Comparison of Blue-Yellow Opponent Color Contrast Sensitivity Function between Female Badminton Players and Non-athletes


Ebrahim Jafarzadehpur 2 , * , Ali Mirzajani 1 , Maryam Hatami 1 , Razieh Musavian 1 , Ebrahim Abbasi 3

2 Noor Ophthalmology Research Center, Tehran, Iran

1 Optometry Department, Tehran University of Medical Science, Tehran, Iran

3 Physical Education Organization, Tehran, Iran

How to Cite: Jafarzadehpur E, Mirzajani A, Hatami M, Musavian R, Abbasi E. Comparison of Blue-Yellow Opponent Color Contrast Sensitivity Function between Female Badminton Players and Non-athletes, Asian J Sports Med. Online ahead of Print ; 4(2):34491. doi: 10.5812/asjsm.34491.


Asian Journal of Sports Medicine: 4 (2); 107-113
Published Online: December 19, 2012
Article Type: Research Article
Received: July 9, 2012
Accepted: November 27, 2012


Purpose: To compare the chromatic contrast sensitivity function (CSF) for the blue-yellow opponent channel (BYOC) between female badminton players and non-athlete controls.

Methods: We recruited 40 young females (18-25 years old) who played badminton for at least 5 consecutive years as the test group, and 30 age-matched female controls who had no history of regular physical activity. The Pattern Generator system was used to test the CSF for the BYOC which was performed at three spatial frequencies (SFs) of 2 cycles per degree (cpd), 5 cpd, and 25 cpd.

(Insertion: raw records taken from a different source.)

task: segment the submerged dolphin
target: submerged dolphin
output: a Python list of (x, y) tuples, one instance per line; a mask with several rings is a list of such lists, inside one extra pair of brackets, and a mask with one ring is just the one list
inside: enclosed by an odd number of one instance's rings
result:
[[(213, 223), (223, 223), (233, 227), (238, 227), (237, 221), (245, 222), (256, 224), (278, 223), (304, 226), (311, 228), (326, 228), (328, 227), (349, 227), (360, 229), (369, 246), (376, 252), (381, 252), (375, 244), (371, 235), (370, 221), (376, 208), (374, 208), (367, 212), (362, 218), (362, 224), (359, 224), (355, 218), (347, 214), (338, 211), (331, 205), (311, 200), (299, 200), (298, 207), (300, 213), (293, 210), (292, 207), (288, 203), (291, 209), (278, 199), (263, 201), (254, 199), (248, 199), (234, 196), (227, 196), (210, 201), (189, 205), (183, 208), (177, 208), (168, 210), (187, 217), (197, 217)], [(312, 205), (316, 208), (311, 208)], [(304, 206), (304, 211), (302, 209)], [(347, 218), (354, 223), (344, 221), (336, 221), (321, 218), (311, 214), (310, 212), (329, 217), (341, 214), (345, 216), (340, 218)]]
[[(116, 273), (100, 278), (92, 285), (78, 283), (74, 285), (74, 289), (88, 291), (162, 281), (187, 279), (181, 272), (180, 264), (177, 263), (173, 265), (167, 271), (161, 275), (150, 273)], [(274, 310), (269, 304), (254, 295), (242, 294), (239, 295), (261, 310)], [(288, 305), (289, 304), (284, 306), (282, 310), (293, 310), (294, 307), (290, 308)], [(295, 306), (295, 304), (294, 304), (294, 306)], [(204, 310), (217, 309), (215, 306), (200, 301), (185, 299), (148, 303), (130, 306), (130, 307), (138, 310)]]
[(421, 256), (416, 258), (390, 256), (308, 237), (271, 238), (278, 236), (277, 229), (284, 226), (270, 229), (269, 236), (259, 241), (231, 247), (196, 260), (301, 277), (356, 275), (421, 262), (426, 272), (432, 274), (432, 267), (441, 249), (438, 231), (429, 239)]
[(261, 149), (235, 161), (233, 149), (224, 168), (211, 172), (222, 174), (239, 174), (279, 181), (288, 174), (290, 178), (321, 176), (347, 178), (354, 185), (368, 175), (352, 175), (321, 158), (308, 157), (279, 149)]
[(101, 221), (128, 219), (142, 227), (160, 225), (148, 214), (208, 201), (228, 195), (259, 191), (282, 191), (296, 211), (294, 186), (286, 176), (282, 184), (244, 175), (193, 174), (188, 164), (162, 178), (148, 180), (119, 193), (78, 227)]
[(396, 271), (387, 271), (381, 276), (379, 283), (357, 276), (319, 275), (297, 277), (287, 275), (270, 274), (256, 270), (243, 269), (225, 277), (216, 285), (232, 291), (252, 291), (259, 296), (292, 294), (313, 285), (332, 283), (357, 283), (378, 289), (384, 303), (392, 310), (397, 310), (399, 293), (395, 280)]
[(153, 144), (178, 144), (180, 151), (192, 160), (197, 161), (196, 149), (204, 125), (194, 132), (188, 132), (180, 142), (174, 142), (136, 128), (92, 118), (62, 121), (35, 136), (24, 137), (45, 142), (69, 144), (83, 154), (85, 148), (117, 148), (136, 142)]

Results: Comparison of BYOC thresholds showed significantly better results in the test group for all three SFs (P<0.001). Band pass shift (better CSF in the middle SF) was seen in the test group. The control group had low pass (better CSF in the low SF). Ocular motility (heterophoria, fusional convergence and divergence at far and near distances, and near point of convergence) was better in the test group, but the inter-group difference was not significant.

Conclusions: The BYOC threshold results for badminton players indicated a better visual performance which may be a result of enhanced performance of the parallel processing of the parvocellular and magnocellular systems. This may be inherent and/or acquired in badminton players. In addition, badminton players appear to have developed sensory-motor programmed activities. Testing the CSF for BYOC may be useful for athlete selection in different levels and/or used as a criterion for screening players in the field of badminton.